Though rainfall affects mosquito populations via breeding site creation, our study did not find a positive association between precipitation and dengue outbreaks. This result could be due to a highly local effect of precipitation that is no longer appreciable at the district-level, or failure of our models to capture the complex and non-linear relationship between precipitation and mosquito ecology. While reduced precipitation limits reproductive habitat in theory, during times of drought people may store water and inadvertently create suitable habitat for mosquitoes near their homes [12]. Furthermore, intense precipitation can wash out mosquito habitats, reducing the population. Future studies to examine the effect of rainfall on dengue outbreaks in Peru may warrant a more localized or flexible approach, including lags.

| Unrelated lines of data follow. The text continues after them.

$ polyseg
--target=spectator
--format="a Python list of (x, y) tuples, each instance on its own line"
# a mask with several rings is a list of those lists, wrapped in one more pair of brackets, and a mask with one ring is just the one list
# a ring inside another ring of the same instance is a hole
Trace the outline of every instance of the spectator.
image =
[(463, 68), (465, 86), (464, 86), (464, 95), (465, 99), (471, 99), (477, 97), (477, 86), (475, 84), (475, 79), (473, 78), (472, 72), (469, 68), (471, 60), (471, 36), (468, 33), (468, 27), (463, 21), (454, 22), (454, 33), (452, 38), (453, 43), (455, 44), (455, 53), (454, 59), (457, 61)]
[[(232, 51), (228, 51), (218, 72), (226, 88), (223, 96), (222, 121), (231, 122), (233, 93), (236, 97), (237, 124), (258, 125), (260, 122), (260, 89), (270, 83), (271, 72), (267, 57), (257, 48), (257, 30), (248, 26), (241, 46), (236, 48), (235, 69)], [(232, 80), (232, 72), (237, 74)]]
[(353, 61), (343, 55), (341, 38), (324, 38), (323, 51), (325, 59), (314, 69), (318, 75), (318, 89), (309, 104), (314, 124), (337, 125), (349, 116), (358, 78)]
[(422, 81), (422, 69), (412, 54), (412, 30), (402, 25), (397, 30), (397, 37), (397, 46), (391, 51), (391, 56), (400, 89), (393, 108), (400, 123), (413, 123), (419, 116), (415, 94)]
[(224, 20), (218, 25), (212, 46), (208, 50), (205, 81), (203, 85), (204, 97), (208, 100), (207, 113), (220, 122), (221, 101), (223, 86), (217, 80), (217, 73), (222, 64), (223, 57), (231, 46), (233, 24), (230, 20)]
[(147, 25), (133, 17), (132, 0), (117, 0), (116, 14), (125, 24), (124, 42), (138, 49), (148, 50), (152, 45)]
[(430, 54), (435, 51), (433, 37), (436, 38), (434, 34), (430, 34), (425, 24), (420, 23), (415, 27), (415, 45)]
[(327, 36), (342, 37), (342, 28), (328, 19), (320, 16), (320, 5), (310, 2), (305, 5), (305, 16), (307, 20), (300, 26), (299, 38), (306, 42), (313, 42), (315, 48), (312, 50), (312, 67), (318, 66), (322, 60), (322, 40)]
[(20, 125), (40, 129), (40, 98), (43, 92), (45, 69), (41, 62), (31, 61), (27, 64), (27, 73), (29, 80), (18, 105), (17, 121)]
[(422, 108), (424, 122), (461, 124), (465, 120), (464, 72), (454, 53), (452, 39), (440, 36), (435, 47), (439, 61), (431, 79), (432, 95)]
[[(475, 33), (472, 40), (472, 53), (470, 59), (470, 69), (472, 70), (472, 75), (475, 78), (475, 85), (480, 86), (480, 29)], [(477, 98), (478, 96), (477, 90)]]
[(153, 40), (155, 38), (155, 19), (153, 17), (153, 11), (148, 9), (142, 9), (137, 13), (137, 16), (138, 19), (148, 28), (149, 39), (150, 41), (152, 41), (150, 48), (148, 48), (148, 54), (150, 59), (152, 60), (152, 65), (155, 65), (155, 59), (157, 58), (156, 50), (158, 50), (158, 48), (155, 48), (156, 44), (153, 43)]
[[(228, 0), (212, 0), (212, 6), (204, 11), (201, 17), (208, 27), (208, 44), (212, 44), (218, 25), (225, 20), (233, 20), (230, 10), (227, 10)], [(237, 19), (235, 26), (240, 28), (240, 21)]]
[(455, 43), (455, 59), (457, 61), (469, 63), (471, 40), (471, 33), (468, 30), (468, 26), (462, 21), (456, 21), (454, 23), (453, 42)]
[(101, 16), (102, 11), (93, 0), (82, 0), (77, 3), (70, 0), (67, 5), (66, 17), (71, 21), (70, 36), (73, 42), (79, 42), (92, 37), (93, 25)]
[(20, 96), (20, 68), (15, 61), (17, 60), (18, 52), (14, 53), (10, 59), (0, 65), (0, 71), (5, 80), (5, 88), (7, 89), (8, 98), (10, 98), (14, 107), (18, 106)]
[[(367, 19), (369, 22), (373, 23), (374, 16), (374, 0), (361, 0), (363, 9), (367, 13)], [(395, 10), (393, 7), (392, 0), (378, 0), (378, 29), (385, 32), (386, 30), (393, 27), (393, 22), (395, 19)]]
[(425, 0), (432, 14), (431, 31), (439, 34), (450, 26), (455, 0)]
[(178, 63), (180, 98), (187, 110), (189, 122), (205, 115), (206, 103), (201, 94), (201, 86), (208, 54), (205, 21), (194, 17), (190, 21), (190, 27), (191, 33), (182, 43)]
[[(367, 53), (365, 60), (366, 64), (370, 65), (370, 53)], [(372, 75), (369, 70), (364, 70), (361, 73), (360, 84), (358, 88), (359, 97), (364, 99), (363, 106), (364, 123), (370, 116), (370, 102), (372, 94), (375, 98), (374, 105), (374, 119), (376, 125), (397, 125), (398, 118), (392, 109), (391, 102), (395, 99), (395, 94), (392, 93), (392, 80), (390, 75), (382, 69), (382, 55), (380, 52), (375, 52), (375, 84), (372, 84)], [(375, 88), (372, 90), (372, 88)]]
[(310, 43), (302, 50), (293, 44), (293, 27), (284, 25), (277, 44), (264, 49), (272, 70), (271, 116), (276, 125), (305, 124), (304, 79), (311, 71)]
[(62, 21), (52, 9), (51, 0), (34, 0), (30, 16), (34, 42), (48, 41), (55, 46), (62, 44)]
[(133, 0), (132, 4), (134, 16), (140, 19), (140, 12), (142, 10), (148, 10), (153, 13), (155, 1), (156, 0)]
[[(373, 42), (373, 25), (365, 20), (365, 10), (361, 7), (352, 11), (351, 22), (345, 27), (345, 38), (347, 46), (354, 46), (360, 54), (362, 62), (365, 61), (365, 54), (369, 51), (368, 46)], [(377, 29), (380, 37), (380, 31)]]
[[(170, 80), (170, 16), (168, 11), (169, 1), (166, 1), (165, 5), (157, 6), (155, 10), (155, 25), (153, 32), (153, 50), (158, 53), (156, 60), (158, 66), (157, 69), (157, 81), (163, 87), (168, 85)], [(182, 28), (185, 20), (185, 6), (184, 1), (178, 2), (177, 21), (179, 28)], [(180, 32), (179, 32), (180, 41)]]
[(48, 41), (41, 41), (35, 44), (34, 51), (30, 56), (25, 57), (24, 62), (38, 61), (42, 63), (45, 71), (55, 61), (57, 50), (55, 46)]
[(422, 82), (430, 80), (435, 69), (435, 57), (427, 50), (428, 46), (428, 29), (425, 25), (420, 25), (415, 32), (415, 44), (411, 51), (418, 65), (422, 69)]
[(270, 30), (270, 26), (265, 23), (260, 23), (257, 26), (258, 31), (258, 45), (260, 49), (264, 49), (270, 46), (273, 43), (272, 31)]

Finally, our modeling choice has attendant limitations. Effect estimates from ICAR models must be interpreted conditionally, that is for an “average” district month with a spatial random effect of 0. We chose splines to handle temporal autocorrelation and to adjust for longer-term temporal effects than those relevant to our research question. We made this decision due to the computational challenge of modeling nearly 160,000 temporal random effects (225 months x 701 study districts), and to facilitate interpretation of resulting effect estimates; use of random walk or autoregressive random effect on time would render our estimates conditional on both spatial and temporal random effects, but the simple interpretation of “an average month with a temporal random effect of 0” does not readily follow. Inspection of residual partial autocorrelation functions in a random sample of districts, included in S1 Fig, indicates no residual temporal autocorrelation. Lastly, while we are confident that the wide priors we have specified for our Bayesian hierarchical models combined with the richness of our dataset protect against undue influence of these priors on our findings, we did not conduct sensitivity analyses in this regard.
Conclusions
Despite its limitations, our study utilizes a principled approach and a rich dataset to examine the effect of local weather and climactic factors on the risk of dengue outbreaks in Peru. Namely, we have demonstrated the potential use and importance of temperature and ENSO on dengue outbreak risk, suggesting these variables could be important predictors in outbreak prediction models, particularly in the summer and in the Selva Alta and Costa regions. Furthermore, the relationships characterized here may hold for other Aedes-vectored diseases. In light of the expected increase in frequency and severity of El Niño events in coming decades due to climate change [52, 53], and limited utility of currently-licensed vaccines [54, 55], strengthening capacity to predict and mitigate arbovirus outbreaks is all the more urgent.
Supporting information
S1 Fig. Partial autocorrelation functions for temperature and precipitation model and for all El Niño models for a random sample of 10 districts.
Autocorrelation is indicated by taller bars at shorter lags (i.e., decreasing bar heights from left to right)].
https://doi.org/10.1371/journal.pntd.0010479.s001
(PDF)
Acknowledgments
We would like to thank Peru CDC for sharing the dengue surveillance data critical to this work.